Anyone here has some experience with the lipsync plugin or the built-in lipsync? I can make both work, but I have very bad results. So I did a few tests with simple vocals. Basically, me making aaaaaaa at a different pitch, then ooo, iiii, etc... and the results are really bad:
I have a few ideas to fix the problem, worth investigating:
- The detected phoneme is sensitive to the pitch, but in reality pitch should have 0 impact on the shape of the mouth. If I make the sound "aaa" or "ooo" at specific pitch like "do re mi fa sol la si do", I get completely different phonemes with the built-in lipsync. Same with the plugin, but with the built-in one we can visualize the detection in real-time. The phoneme is also repeatable: I can make the mouth look completely different, even open or fully closed, by just making "ooo" with a pitch like "do re do re do" for example.
- The detection seems to be working a bit better on very high pitch voice, but seems almost random on lower pitch voices.
- I have seen a lipsync asset for Unity requiring a calibration for each voice, but there is no such option in VAM. Which may explain why the demo audio works well, but my results are so bad.
I have a few ideas to fix the problem, worth investigating:
- Find a way to bypass the phoneme detection and feed the phoneme based on text. That might seem complex, but in reality many audio sets already have the corresponding text, and the phoneme would be 100% accurate.
- Just find a way to calibrate a voice in VAM.

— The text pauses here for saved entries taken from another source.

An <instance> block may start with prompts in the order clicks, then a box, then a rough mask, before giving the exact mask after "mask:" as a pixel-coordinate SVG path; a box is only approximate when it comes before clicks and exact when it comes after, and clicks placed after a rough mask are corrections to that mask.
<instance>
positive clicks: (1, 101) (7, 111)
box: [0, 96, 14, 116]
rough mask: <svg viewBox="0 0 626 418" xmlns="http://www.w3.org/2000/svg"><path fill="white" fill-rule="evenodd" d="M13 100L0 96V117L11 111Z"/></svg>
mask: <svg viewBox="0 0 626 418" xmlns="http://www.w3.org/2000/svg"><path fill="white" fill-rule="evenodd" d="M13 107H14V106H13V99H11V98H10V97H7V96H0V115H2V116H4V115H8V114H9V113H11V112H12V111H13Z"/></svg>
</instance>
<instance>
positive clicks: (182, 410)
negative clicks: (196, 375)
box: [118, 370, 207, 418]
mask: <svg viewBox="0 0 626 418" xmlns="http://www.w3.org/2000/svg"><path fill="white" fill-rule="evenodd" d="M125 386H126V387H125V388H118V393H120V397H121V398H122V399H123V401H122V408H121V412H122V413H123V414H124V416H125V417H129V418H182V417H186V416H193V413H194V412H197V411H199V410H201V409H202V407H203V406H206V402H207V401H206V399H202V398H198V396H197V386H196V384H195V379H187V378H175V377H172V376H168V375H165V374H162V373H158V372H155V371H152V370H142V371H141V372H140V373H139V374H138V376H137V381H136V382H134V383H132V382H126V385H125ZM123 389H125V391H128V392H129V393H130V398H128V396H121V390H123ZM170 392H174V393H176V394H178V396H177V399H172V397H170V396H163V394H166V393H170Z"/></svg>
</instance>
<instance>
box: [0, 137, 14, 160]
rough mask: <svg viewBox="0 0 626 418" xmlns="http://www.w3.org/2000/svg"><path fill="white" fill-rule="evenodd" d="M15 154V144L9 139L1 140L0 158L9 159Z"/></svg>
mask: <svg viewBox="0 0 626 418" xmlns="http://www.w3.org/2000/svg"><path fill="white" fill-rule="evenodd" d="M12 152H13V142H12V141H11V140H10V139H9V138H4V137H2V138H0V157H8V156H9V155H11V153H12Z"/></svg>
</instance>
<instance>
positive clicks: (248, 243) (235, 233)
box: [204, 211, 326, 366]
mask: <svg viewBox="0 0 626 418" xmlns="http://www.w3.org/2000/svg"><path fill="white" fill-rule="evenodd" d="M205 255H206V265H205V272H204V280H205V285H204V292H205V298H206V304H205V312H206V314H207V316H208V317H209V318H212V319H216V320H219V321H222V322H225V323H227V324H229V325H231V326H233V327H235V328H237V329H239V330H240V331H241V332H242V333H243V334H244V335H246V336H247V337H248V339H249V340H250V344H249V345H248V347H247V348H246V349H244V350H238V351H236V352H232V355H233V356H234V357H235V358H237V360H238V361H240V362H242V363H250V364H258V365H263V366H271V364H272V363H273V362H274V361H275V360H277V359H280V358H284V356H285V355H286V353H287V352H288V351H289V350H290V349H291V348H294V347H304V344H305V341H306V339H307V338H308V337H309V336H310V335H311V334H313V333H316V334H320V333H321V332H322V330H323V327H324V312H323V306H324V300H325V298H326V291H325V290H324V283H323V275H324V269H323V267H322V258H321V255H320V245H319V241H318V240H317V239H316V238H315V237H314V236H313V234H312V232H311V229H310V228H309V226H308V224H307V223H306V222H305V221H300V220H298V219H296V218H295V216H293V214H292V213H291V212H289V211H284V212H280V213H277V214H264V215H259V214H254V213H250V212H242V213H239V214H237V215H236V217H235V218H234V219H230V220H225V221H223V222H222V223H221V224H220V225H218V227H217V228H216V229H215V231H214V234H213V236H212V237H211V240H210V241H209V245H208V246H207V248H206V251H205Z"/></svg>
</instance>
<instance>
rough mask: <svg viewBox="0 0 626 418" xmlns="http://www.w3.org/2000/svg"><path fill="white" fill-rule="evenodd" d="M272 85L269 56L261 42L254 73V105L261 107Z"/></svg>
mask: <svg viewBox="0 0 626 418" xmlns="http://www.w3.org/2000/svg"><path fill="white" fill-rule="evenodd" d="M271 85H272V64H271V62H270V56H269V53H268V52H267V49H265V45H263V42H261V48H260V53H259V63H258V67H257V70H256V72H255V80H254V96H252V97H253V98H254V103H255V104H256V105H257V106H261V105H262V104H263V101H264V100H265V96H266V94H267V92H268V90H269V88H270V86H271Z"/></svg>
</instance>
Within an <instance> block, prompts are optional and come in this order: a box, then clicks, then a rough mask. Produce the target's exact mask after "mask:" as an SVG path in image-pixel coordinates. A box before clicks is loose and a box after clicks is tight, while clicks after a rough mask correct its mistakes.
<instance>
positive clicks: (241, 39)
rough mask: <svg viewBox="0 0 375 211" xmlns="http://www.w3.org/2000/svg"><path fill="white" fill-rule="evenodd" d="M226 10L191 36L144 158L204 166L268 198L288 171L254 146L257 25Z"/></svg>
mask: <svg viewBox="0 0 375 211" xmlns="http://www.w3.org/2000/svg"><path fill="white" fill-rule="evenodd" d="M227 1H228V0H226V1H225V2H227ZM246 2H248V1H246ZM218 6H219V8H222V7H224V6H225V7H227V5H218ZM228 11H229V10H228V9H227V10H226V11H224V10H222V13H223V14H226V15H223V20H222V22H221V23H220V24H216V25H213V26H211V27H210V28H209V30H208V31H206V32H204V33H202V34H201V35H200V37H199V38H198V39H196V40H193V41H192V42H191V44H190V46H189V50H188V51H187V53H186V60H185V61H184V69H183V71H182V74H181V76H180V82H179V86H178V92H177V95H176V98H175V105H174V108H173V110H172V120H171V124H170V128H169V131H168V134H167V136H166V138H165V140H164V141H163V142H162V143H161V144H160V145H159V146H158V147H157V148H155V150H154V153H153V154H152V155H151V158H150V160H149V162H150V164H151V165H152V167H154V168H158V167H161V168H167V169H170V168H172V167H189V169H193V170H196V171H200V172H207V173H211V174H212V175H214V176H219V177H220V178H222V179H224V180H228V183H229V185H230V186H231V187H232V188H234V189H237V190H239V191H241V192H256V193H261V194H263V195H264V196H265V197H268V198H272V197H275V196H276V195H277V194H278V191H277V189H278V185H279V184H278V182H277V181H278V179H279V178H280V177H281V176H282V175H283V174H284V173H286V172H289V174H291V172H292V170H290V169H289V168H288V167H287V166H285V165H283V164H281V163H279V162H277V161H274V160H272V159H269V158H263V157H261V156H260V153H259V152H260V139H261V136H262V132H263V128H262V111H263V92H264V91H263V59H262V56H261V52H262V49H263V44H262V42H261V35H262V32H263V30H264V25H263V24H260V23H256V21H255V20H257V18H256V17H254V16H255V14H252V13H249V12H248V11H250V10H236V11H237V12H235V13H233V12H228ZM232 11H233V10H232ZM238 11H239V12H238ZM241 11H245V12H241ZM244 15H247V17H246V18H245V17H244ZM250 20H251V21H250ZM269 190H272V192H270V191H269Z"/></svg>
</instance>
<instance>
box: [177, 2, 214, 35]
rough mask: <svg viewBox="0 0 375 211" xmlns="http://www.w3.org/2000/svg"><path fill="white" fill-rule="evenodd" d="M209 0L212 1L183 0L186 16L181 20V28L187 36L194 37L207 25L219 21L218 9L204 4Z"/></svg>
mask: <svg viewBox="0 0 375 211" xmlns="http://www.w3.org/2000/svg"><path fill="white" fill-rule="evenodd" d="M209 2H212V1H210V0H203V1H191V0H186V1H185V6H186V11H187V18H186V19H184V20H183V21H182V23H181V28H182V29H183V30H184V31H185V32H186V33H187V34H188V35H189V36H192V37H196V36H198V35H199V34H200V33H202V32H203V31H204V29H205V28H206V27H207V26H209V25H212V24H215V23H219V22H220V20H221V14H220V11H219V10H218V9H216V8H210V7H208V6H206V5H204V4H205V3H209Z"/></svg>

- Preprocessing with a better AI solution, and add the option to drop the realtime detection. The preprocessing could be done from VAM or externally, but the idea is that if we know the format required to trigger the morphs, we could match timestamped phoneme files with their corresponding audio and use better but resource hungry AI libraries to compute them. For example, some STT and TTS libraries generate phonemes as a step in their process.
- For reference, Whisper can provide timestamped words or tokens: https://github.com/linto-ai/whisper-timestamped
- Then it could be converted back to phonemes with a text to phoneme library.